Thus are the gold sellers (scripters/dupers/hackers/cheaters) of UO, with their fingers up all your UO noses, as in, you are not allowed to own a Luna City plot unless you can cough up thousands of dollars real cash, as in you ARE allowed to buy their dupes and scripted wares and help them pay their real life bills.
Now you know what 500 million gold in UO is good for, eh? They sell the gold for cash which goes to pay their real life jacuzzi note.
So long as you continue to play alone and aspire to nothingness UO might make be able to make you happy.
Just don't try to be part of a community that is full of barracudas in friends/guildie clothing just waiting to convert your items into cash in their real life bank accounts.
I'd say the biggest issue with cheating in online UO is the loss of customers/accounts. Perhaps you haven't noticed that there's fewer players on UO today compared to five years ago?
Loss of credibility for the online gaming company that allows their games to be overrun with cheats/cheating is second. UO is run not by EA/Mythic, but by a handful of gold sellers (scripters/dupers/hackers/cheaters).
After watching EA/Mythic's fierce battle with cheaters in UO this past year (sarcasm) I know that they will be just as ineffectual against cheaters and in keeping a level playing field for all players in ANY and ALL online games that they offer in the future.

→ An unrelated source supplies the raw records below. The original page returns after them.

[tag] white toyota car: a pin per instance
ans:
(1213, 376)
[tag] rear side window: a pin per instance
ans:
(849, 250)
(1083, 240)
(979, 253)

In other words, I can expect to be treated like a second class citizen in Warhammer exactly the same way I am treated like a second class citizen in UO (gold sellers/cheaters being first class citizens).
My dollars say, no thank you.
Blizzard tries so hard to make Wow fair to ALL it's customers, (not just for it's employee's best friends or the company president's bum brotherinlaw, or dimwitted cousin) that it's almost to the point of being sickening. I mean, are soulbound (unusable by ANYONE else once a character equips it) bags used to store items really necessary to keep the game fair to all?
But 10 million WoW customers compared to a helluva lot less UO customers (50k?) proves that players desire that level of fairness, which is something EA/Mythic doesn't seem to know or understand much about.